The scatter layer using all players reinforces earlier findings: The distribution of played_hours is highly right-skewed, meaning that most players record very low total hours, while a relatively small number log extremely high values. There is substantial vertical spread at each experience level, highlighting large individual differences in engagement even among players with similar experience. Despite this noise, there is a clear overall positive relationship between experience and gameplay hours, with regular and amateur players tending to have higher total playtime on average. Because all observations are included, clusters and density at low playtime values become more evident, emphasizing just how concentrated the majority of players are near zero hours.

## Discussion 
**Summary of Findings**

This analysis found that player experience level is a strong predictor of total gameplay time, with notable differences between experience categories. While higher experience generally corresponded with increased engagement, the Amateur experience group (2) had the highest average playtime among all categories, exceeding even Veteran and Pro players. This suggests that engagement does not increase strictly monotonically with experience level; instead, players in the Amateur stage may represent a peak period of gameplay activity. Across all groups, gameplay hours were highly right-skewed, with most players recording minimal playtime and a small number logging extremely high values. This variability contributed to a cross-validated Root Mean Squared Prediction Error of approximately 16.03 hours, even for the best-performing KNN model (K = 39), indicating that individual playtime remains difficult to predict precisely.

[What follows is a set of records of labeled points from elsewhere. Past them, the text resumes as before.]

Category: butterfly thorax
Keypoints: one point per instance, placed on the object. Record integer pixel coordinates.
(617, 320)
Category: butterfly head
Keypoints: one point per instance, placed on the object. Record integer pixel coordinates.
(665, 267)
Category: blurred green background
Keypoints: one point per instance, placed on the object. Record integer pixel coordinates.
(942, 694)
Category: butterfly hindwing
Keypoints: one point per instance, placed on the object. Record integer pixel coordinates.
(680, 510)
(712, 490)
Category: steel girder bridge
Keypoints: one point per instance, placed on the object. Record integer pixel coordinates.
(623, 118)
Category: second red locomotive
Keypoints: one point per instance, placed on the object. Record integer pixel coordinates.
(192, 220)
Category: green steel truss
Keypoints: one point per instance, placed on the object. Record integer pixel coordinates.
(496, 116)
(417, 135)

**Comparison to Expectations**

This result was partially expected but also somewhat surprising. It was anticipated that engagement would increase with rising experience; however, the finding that Amateur players exhibited the greatest playtime suggests that engagement may peak during the middle stages of skill development rather than at the highest levels. This aligns with behavior seen in many gaming communities, where players are most active during skill-building phases and may reduce playtime once they reach advanced mastery or specific personal goals. 

**Potential Impacts of These Findings**

The identification of Amateur players as the most engaged group has several practical implications:
- Retention strategies could focus on supporting players during the transition from Regular to Amateur to sustain peak engagement.
- Game content and challenges could be tailored to target Amateur-level skill development, where players may be most motivated to improve.
- Recruitment for gameplay data collection could prioritize Amateur players, as they appear likely to generate the largest gameplay volumes.
- Predictive models can use experience as a key feature while acknowledging that peak engagement may occur at intermediate rather than maximum experience levels.

**Future Directions**

These findings lead to several future research questions:
- Why does engagement peak at the Amateur level rather than at Veteran or Pro levels?
- Are Amateur players experiencing higher motivation, progression goals, or community involvement compared to other groups?
- Would adding measures such as session frequency, achievement completion, or social gameplay features better explain this pattern?
- Does the engagement peak persist across time, or does it differ for newer player cohorts?

Exploring these questions could deepen understanding of player engagement cycles and further enhance predictive modeling accuracy.

## Works Cited
Pacific Laboratory for Artificial Intelligence (PLAI). “Blocked.” Plaicraft.ai, 2025, www.plaicraft.ai. Accessed 3 Dec. 2025.